第28-2話 遺跡探索

「なんで、こんな仕事を受けるんだよ」

 後ろから、こそこそとアルコが聞いてきた。どうやらノヴァリスの依頼を引き受けたことが不満らしい。

「だって、報酬も悪くなかったし」

 前金で金貨一枚。成功報酬でさらに二枚だ。悪くない額である。

 とは言うものの、私がこの仕事を引き受けたのは個人的な感情によるもだった。

 図らずとも、愛弟子の成果を奪ってしまったという罪悪感。そのせめてもの罪滅ぼしに、私はノヴァリスへの協力を決めたのだ。


 さて、目的の遺跡はすぐに見つかった。

 森の中、打ち捨てられた石の遺跡は思いのほか大きい。といっても迷宮というほどの規模ではなく、探索はそう難しくないだろう。外壁は蔦にびっしりと覆われていて、その中をのぞくと当たり前のように真っ暗だった。

「ここだ。間違いない」

 『灯り《ライティング》』で魔力の灯りで周りを照らしながら、ノヴァリスは言う。入口近くはホールのようで、広く間取りがとられていた。

「行くぞ」

 促されて、私たちは遺跡の奥へと進む。

 先頭は私とイリス、後にノヴァリスとアルコが続いた。

 内部は少しかび臭く、今にも崩れそうな個所がいくつもあった。そんなこの遺跡は蛇の魔物の住処になっているようで、

「蛇臭い……」

 アルコが眉間にしわを寄せていた。

 蛇の魔物が厄介なのは毒もあるが、気配を消すのが上手いところだ。こちらの死角から急に襲ってくる。

 しかし、そんな潜伏者もアルコとイリスの前には形無しである。

「斜め右、気を付けろ!」

「そこっ!」

 隠れ潜んでいる蛇たちを、双子は片っ端から見抜いていく。私はそれらに対応すればいいだけの簡単なお仕事だ。

「……何者なんだ、こいつら」

 あまりにも鋭い双子の危機察知能力に、ノヴァリスがそう口に出してしまうのも当然だった。

「んふー、すごいでしょ」

 得意満面のイリスである。

 遺跡の中は曲がり角が多く、それゆえ死角も多かったが、双子たちのおかげでさしたる障害にはならなかった。私たちは順調に、奥へ奥へと足を運んでいく。


 道中、おもむろにイリスが質問をした。

「そう言えば、ノヴァリスはどうしてそんなに勇者様が嫌いなの?」

 アルコもイリスも魔術史のことは知らないだろう。そのため、どうしてノヴァリスがルキアを悪く言うのかよく分かっていないようだった。

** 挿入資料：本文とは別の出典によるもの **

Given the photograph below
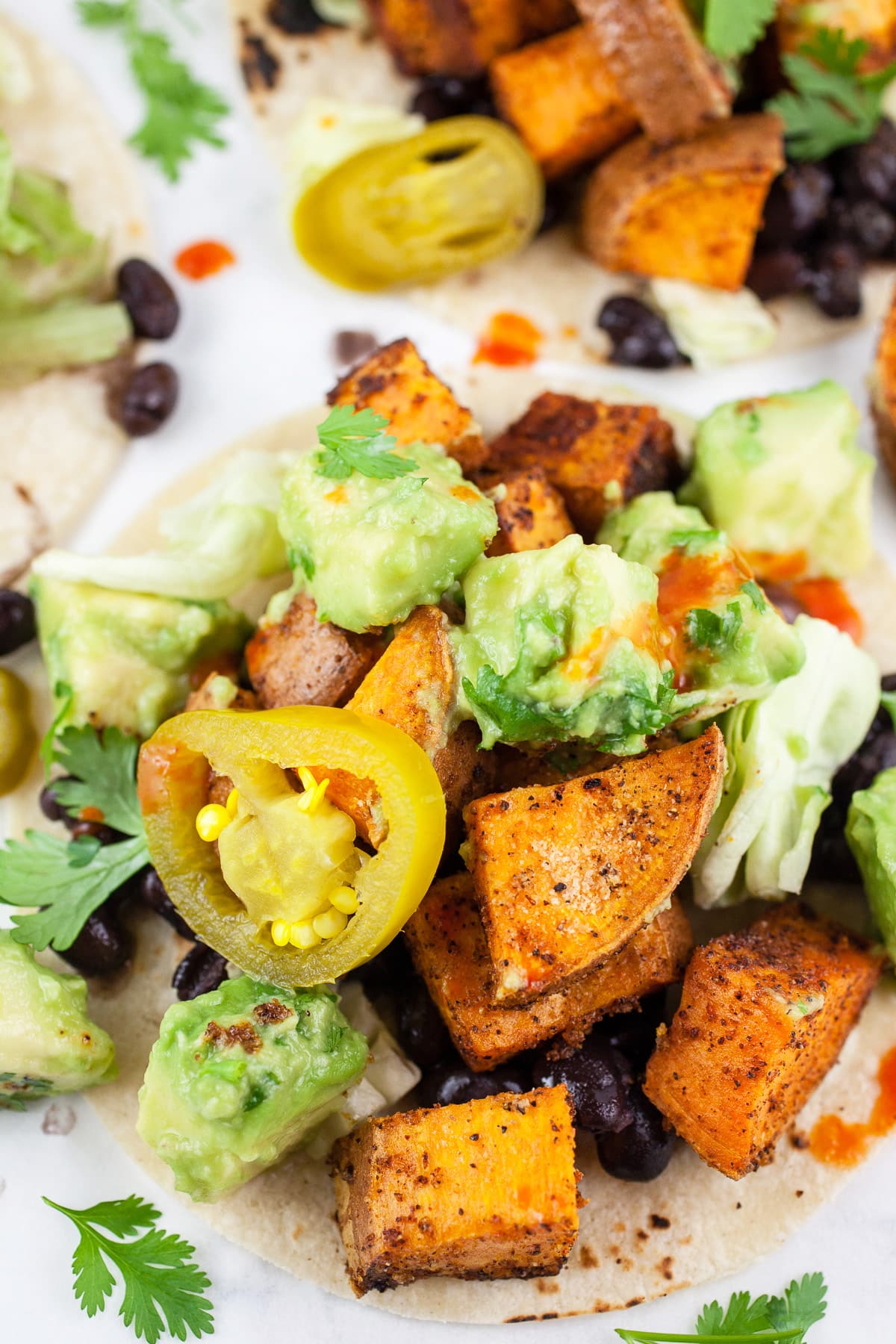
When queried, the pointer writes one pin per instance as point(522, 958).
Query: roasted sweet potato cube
point(413, 687)
point(531, 511)
point(301, 660)
point(395, 382)
point(691, 211)
point(597, 456)
point(561, 99)
point(448, 944)
point(566, 875)
point(482, 1189)
point(763, 1016)
point(660, 65)
point(884, 391)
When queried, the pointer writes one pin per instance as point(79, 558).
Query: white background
point(253, 344)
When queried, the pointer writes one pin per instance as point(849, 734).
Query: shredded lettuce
point(218, 542)
point(782, 754)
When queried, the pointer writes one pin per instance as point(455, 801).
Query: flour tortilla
point(58, 445)
point(553, 281)
point(637, 1242)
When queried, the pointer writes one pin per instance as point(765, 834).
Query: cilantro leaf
point(104, 765)
point(180, 112)
point(355, 441)
point(164, 1288)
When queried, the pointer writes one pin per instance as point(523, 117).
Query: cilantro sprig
point(747, 1320)
point(356, 441)
point(164, 1288)
point(180, 112)
point(72, 878)
point(832, 102)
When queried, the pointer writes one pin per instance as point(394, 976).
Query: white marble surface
point(254, 343)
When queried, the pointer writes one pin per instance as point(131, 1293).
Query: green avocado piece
point(47, 1042)
point(370, 550)
point(124, 659)
point(735, 647)
point(871, 833)
point(242, 1075)
point(563, 643)
point(783, 475)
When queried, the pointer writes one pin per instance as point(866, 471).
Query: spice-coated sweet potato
point(884, 391)
point(660, 65)
point(531, 511)
point(763, 1016)
point(448, 944)
point(561, 99)
point(395, 382)
point(482, 1189)
point(597, 456)
point(691, 211)
point(301, 660)
point(566, 875)
point(413, 687)
point(461, 37)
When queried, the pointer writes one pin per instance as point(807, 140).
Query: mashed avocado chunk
point(871, 831)
point(370, 550)
point(563, 643)
point(125, 659)
point(727, 638)
point(242, 1075)
point(47, 1042)
point(786, 480)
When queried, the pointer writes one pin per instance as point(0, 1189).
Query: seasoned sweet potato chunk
point(395, 382)
point(763, 1016)
point(413, 687)
point(482, 1189)
point(566, 875)
point(448, 944)
point(301, 660)
point(597, 456)
point(660, 65)
point(884, 391)
point(531, 511)
point(561, 99)
point(460, 38)
point(691, 211)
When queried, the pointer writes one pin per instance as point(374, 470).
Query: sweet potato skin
point(480, 1189)
point(567, 875)
point(301, 660)
point(449, 949)
point(734, 1068)
point(398, 383)
point(691, 211)
point(660, 65)
point(561, 99)
point(595, 455)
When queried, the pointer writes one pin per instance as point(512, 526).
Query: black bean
point(642, 1149)
point(101, 947)
point(153, 894)
point(151, 302)
point(795, 205)
point(780, 272)
point(640, 336)
point(202, 971)
point(454, 1082)
point(148, 399)
point(18, 624)
point(836, 282)
point(420, 1028)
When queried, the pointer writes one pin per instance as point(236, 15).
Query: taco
point(608, 194)
point(72, 213)
point(642, 764)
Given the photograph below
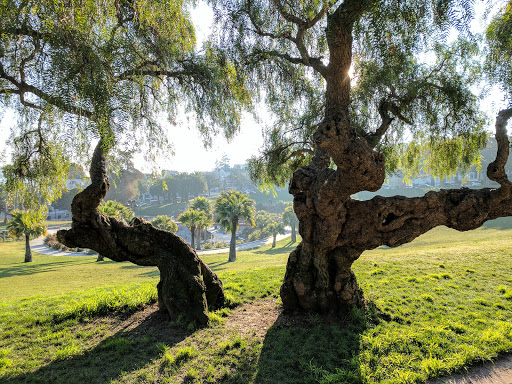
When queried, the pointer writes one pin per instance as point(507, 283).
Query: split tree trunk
point(187, 288)
point(336, 229)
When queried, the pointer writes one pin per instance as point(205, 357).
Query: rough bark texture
point(335, 229)
point(187, 287)
point(28, 251)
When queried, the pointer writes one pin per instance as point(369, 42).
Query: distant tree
point(29, 224)
point(262, 219)
point(125, 184)
point(290, 218)
point(212, 181)
point(165, 223)
point(230, 207)
point(192, 219)
point(64, 201)
point(109, 70)
point(223, 163)
point(239, 178)
point(202, 204)
point(158, 189)
point(275, 228)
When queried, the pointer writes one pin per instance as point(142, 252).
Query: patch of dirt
point(254, 318)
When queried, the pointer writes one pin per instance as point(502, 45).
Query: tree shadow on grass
point(131, 348)
point(24, 269)
point(217, 265)
point(312, 349)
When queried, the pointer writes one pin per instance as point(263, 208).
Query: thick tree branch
point(398, 220)
point(187, 286)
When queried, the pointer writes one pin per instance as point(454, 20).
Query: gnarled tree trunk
point(187, 288)
point(232, 243)
point(336, 229)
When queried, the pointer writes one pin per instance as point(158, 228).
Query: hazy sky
point(190, 154)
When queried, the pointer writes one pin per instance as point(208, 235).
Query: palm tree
point(202, 204)
point(29, 224)
point(289, 218)
point(165, 223)
point(192, 219)
point(275, 228)
point(230, 207)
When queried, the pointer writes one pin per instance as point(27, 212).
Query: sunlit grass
point(436, 305)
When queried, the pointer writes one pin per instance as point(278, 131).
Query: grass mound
point(435, 306)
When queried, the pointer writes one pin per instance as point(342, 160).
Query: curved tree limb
point(187, 285)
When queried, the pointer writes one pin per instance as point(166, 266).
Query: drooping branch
point(22, 87)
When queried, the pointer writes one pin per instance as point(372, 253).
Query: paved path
point(499, 372)
point(39, 246)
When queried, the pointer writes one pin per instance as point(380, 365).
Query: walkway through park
point(39, 246)
point(499, 372)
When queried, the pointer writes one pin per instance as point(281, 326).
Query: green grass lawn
point(435, 306)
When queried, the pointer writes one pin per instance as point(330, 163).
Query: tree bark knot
point(336, 229)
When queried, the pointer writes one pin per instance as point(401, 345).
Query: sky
point(189, 152)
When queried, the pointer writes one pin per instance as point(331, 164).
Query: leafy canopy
point(410, 90)
point(499, 57)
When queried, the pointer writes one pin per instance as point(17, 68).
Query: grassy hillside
point(436, 305)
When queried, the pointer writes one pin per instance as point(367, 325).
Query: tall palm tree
point(230, 207)
point(202, 204)
point(192, 219)
point(29, 224)
point(165, 223)
point(275, 228)
point(117, 210)
point(290, 218)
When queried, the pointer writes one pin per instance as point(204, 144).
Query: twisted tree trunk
point(336, 229)
point(187, 287)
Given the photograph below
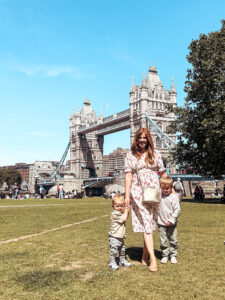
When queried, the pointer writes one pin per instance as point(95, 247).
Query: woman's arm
point(162, 174)
point(128, 181)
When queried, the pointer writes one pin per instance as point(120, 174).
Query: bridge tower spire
point(132, 96)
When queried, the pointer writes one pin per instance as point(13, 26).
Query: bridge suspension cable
point(161, 135)
point(55, 172)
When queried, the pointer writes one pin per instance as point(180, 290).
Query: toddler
point(169, 209)
point(117, 233)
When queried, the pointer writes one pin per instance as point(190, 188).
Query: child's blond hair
point(166, 181)
point(118, 198)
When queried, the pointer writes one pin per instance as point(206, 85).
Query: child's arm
point(175, 211)
point(126, 214)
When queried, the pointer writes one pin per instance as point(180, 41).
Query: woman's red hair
point(135, 149)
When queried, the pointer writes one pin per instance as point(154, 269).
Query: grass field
point(62, 253)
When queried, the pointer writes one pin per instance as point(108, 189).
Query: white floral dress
point(144, 218)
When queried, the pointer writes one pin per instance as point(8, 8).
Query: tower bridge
point(147, 108)
point(148, 102)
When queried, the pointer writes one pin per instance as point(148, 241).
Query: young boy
point(117, 233)
point(169, 209)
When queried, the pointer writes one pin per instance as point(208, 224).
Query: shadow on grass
point(135, 253)
point(41, 279)
point(13, 255)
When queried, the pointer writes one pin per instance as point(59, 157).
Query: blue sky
point(54, 54)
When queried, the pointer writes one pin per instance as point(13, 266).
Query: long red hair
point(135, 149)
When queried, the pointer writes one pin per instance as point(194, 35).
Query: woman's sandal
point(153, 268)
point(144, 262)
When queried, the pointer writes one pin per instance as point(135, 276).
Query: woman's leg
point(148, 239)
point(144, 259)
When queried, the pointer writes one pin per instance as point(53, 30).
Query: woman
point(148, 161)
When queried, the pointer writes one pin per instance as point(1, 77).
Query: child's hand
point(169, 224)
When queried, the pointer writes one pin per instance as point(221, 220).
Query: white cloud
point(38, 133)
point(44, 70)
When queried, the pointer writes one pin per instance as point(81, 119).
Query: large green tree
point(200, 124)
point(10, 176)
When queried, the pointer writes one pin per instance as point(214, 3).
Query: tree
point(200, 124)
point(10, 176)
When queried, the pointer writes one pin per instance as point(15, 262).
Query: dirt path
point(24, 237)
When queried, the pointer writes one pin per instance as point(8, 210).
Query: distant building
point(113, 163)
point(22, 168)
point(40, 168)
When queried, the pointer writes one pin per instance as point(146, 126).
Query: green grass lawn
point(71, 262)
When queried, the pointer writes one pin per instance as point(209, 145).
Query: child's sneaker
point(164, 260)
point(113, 266)
point(124, 263)
point(173, 260)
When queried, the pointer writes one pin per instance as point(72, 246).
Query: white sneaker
point(164, 260)
point(173, 260)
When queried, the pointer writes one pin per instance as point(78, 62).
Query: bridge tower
point(151, 97)
point(86, 150)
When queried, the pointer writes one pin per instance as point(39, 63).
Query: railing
point(89, 181)
point(110, 128)
point(117, 116)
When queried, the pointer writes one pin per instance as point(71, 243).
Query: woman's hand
point(127, 202)
point(128, 180)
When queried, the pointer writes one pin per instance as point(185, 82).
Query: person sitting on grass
point(117, 233)
point(169, 209)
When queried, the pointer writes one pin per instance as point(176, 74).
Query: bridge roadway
point(110, 124)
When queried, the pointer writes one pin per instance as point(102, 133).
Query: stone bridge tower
point(86, 150)
point(152, 97)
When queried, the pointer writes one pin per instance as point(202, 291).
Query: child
point(169, 209)
point(117, 233)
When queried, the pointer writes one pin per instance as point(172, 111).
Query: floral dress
point(144, 218)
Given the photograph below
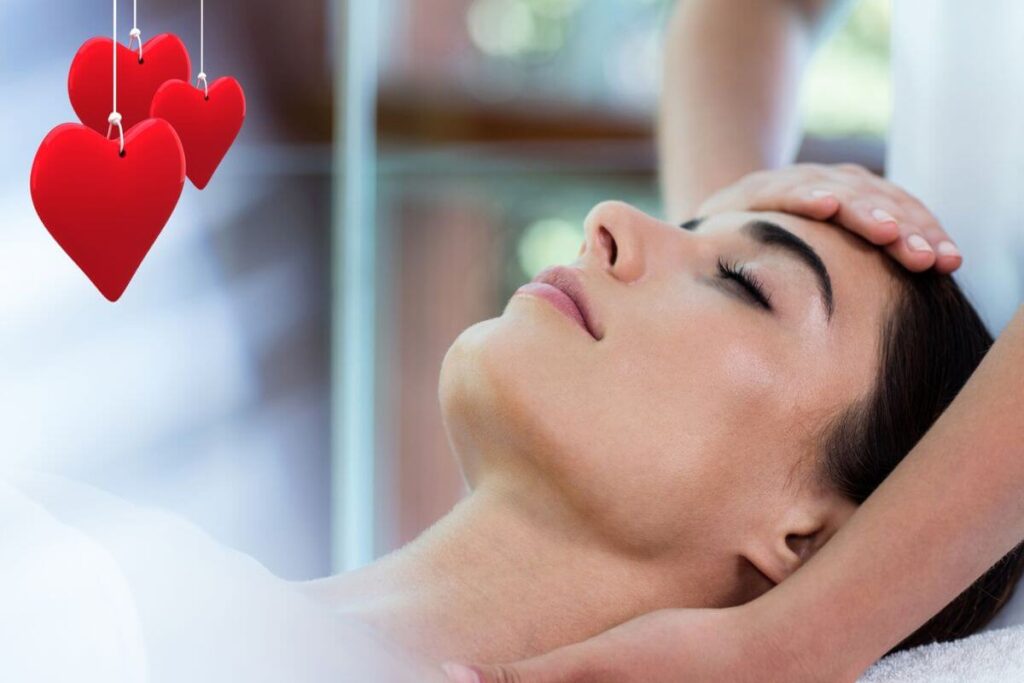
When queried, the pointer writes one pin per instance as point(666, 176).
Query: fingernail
point(459, 674)
point(918, 243)
point(883, 216)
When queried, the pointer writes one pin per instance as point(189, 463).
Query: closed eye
point(750, 283)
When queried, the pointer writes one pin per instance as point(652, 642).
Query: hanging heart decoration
point(105, 201)
point(103, 208)
point(207, 123)
point(90, 78)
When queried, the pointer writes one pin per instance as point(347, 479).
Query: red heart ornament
point(207, 125)
point(103, 209)
point(90, 86)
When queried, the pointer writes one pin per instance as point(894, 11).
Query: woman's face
point(683, 415)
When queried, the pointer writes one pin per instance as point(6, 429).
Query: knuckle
point(507, 675)
point(850, 167)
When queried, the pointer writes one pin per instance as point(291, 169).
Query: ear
point(781, 546)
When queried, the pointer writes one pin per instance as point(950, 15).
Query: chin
point(510, 388)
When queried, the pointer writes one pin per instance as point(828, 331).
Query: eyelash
point(755, 289)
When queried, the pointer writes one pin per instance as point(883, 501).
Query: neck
point(499, 579)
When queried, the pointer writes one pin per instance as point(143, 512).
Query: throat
point(496, 580)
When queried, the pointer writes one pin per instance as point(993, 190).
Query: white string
point(135, 33)
point(202, 49)
point(115, 118)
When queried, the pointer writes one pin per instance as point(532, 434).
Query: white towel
point(991, 656)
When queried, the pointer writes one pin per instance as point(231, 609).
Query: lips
point(562, 287)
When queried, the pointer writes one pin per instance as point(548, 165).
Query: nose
point(619, 239)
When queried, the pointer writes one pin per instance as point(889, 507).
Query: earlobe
point(778, 556)
point(779, 552)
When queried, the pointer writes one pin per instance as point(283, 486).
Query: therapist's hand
point(854, 198)
point(668, 646)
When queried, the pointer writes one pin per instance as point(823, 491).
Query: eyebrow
point(773, 235)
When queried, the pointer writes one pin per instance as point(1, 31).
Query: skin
point(672, 463)
point(901, 557)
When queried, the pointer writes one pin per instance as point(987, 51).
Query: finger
point(871, 218)
point(947, 256)
point(814, 203)
point(913, 252)
point(563, 666)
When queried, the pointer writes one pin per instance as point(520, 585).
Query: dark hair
point(931, 344)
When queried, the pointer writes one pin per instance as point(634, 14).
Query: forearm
point(731, 74)
point(950, 510)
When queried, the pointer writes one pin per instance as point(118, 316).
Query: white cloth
point(95, 589)
point(956, 140)
point(993, 656)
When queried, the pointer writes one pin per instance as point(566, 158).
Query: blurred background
point(271, 371)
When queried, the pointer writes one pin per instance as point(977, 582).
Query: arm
point(953, 503)
point(731, 73)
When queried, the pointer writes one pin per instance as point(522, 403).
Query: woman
point(681, 418)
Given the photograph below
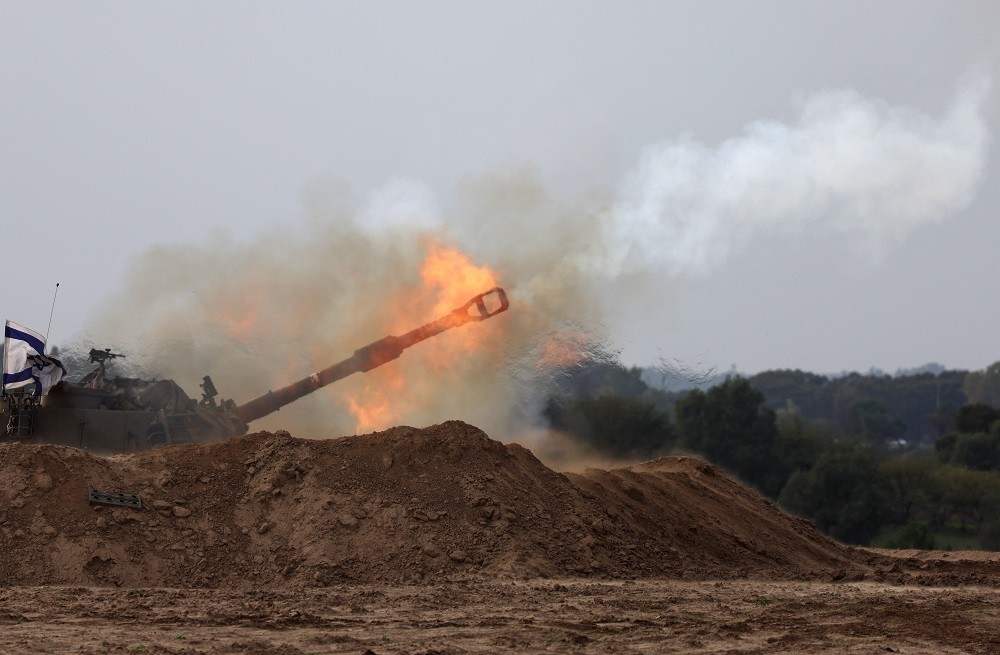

「勇者ルキアがノアの成果を自分のものにしてしまったからだよ」

 ムスっとしながら答えるノヴァリス。それから彼は詳しく説明した。一通り話を聞き終えた後、イリスは首をかしげる。

「でも、それって勇者様のせいじゃないよね?」

「えっ」

「だってノア様っていう魔術師の成果は、勇者様の死後に挙げたものなんだよね?もう死んでしまっている勇者様がどうやってソレを奪うの?」

「それは……」

 言葉をつまらせるノヴァリス。

「……ルキアの英雄像をより神格化するために、国からの圧力があったのかもしれない」

「だったら、そうしたお国の人のせいで、勇者ルキアを憎むのは筋違いなんじゃない?」

「………せ、正論だ」

 ノヴァリスがうめいた。

 もっとも、ノヴァリスだってイリスの指摘に今まで気づかなかったわけではないだろう。ただ見て見ぬふりをしていただけだ。論理的な思考に感情がついていけないことはは往々してある。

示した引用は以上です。